ML basics : Feature Selection (Part 2)

Abhinav Mahapatra
4 min readJun 7, 2018

--

Welcome back.

The background story of what exactly are we doing here is in here.

Now, moving forward.

Backward Elimination

We will be selecting features based on backward elimination method.

What exactly is backward elimination? This is a method to keep only those features which are significant to the dataset i.e. considering those features do considerable amount of change to the dependent variable.

Here is the way this algorithm works :

  1. Select a significance level.
  2. Fit the model with all features.
  3. Check the p-values of different features with summary() function.
  4. If p-value is higher than significance level, remove the feature.
  5. Repeat step 2 to 4 with the reduced features till only the features having p-values ≤ significance level remain.
Basically! courtesy- Udemy

Significance level and p-value

So, significance level is the amount of change a feature will affect towards the final output i.e. how important is this feature and how much it affects the final output. Generally, we take 5%/0.05 significance level by default.

p-value refers to the hypothesis of the significance level.

Let’s say you have a friend who says that a feature is absolutely of no use. (that is called as null hypothesis). The higher the p-value’s value is, the more he is correct and vice versa.

p-value goes from 0 to 1.

So say column 1 has p-value of 0.994, null hypothesis is true i.e. this column does not provide any noticeable change to the output and can be easily removed without consequences.

Now, column 2 has a p-value of 0.001, null hypothesis is false i.e. is provides very significant change to the output.

Where do we draw the line of something being significant or not? Well that is where significance level comes in.

In our case we won’t consider any p-values over 0.05.

Code:

# Fitting Simple Linear Regression to the Training set
from sklearn.linear_model import LinearRegression
regressor = LinearRegression()
regressor.fit(X_train, y_train)
# Predicting the Test set results
y_pred = regressor.predict(X_test)
#adding a column of ones for b0x0
X = np.append(arr = np.ones((50,1)).astype(int), values = X, axis = 1)
#preparing for the backward elimination for having a proper model
import statsmodels.formula.api as sm

Code explaination :

The above code block is simply training a dataset in linear regression. Added b0x0 as that will be the first feature column. Since,

y = mx + c or

y = b0x0 + b1x1

Basically it is a column of ones.
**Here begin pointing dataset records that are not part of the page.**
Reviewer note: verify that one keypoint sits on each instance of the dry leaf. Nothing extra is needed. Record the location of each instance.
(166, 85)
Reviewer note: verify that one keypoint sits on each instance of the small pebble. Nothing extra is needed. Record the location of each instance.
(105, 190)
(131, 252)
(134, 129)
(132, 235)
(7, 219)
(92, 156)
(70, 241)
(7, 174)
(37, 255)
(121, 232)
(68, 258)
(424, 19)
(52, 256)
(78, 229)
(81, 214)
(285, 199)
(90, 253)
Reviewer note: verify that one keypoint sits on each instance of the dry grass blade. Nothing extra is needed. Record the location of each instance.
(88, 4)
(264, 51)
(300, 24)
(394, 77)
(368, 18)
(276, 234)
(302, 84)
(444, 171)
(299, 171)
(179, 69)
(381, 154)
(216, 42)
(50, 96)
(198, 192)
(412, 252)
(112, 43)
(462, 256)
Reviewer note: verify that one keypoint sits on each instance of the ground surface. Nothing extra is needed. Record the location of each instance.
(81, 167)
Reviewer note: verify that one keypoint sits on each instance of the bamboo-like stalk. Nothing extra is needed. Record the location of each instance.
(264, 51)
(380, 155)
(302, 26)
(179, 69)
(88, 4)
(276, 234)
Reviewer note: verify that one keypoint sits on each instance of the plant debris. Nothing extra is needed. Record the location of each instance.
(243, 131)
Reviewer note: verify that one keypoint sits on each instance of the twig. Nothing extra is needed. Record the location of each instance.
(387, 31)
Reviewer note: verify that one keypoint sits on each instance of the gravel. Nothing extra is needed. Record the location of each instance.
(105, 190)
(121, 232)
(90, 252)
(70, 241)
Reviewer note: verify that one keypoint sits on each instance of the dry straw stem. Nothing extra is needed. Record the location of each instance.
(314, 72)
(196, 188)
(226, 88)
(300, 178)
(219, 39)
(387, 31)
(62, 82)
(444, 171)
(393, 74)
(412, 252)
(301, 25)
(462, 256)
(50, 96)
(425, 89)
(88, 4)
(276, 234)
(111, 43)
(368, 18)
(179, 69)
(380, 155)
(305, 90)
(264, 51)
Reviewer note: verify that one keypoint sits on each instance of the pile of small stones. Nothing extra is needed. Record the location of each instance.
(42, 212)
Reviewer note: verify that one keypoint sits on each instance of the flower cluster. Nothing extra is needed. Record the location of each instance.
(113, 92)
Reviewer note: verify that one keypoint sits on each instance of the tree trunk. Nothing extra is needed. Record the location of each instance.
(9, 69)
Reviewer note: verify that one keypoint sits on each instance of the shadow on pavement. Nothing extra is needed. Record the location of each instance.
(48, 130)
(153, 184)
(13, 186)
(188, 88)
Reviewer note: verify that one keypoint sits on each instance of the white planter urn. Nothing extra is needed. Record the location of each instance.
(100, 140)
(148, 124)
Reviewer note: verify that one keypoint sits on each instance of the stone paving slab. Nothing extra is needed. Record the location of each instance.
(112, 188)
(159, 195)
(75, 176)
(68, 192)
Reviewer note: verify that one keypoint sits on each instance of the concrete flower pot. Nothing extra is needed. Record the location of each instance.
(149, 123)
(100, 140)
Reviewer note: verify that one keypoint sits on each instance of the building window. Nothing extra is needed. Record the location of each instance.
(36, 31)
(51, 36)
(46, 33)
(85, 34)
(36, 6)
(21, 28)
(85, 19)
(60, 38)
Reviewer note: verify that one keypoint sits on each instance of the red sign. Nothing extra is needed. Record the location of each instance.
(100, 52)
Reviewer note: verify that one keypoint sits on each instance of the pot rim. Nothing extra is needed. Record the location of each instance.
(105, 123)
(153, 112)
Next step is to import statsmodel.formula.api module as sm.

#creating matrix of features by backward elimination
X_opt = X[:, [0, 1, 2, 3, 4, 5]]
regressor_OLS = sm.OLS(endog = y, exog = X_opt).fit()
regressor_OLS.summary()
Result of the summary() function.
Second summary()

Removing the highest p-value(x2 or 2nd column) and rewriting the code.
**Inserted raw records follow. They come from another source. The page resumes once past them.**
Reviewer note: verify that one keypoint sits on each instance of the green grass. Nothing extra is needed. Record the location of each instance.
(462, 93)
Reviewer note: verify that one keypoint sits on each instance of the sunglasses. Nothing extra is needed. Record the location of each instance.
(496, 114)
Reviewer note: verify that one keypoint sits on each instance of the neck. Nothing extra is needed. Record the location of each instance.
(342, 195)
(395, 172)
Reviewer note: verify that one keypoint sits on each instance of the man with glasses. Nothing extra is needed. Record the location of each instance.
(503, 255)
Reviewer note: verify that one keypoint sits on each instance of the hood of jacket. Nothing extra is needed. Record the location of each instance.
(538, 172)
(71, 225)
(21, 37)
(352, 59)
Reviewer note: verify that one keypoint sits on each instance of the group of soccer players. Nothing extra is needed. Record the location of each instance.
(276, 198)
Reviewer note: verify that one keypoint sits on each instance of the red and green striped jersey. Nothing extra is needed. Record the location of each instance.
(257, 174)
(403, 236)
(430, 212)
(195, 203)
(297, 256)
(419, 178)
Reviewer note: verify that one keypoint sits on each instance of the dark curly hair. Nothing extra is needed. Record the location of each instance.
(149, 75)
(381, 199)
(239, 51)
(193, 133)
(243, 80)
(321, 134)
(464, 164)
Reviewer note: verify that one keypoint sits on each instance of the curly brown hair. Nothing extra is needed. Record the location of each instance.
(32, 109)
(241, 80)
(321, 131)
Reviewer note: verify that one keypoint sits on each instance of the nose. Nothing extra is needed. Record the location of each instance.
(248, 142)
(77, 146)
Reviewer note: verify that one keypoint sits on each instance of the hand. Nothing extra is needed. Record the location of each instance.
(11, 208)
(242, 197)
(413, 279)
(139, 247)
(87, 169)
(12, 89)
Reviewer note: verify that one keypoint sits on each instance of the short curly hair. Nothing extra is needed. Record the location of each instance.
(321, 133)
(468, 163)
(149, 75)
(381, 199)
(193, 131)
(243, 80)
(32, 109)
X_opt = X[:, [0, 1, 3, 4, 5]]
regressor_OLS = sm.OLS(endog = y, exog = X_opt).fit()
regressor_OLS.summary()
Third summary()

Removing the highest p-value(x1 or first column) and rewriting the code.

X_opt = X[:, [0, 3, 4, 5]]
regressor_OLS = sm.OLS(endog = y, exog = X_opt).fit()
regressor_OLS.summary()
Fourth Summary()

Removing the highest p-value(x3 or 4th column) and rewriting the code.

X_opt = X[:, [0, 3, 5]]
regressor_OLS = sm.OLS(endog = y, exog = X_opt).fit()
regressor_OLS.summary()

Now, we have a decision to make, we can see that x2 or 5th column has a p-value of 0.06 or 6%. It is quite close to the significance level of 5% so we are not completely sure if removing it will be a good idea.

When in doubt, we will check the adjusted R-square values for higher accuracy.

Current Adj. r-squared value : 94.8%

Fifth/Final Summary()

Removing the highest p-value(x2 or 5th column) and rewriting the code.

X_opt = X[:, [0, 3]]
regressor_OLS = sm.OLS(endog = y, exog = X_opt).fit()
regressor_OLS.summary()

New Adj. r-squared value : 94.5%

We can see our accuracy decreased thus we will keep the previous columns. Thus the relevant columns for us in this dataset are 3rd and 5th column and thus we can drop all the other columns without having any decrease in model accuracy.

Well that is it for now.

Bye.

--

--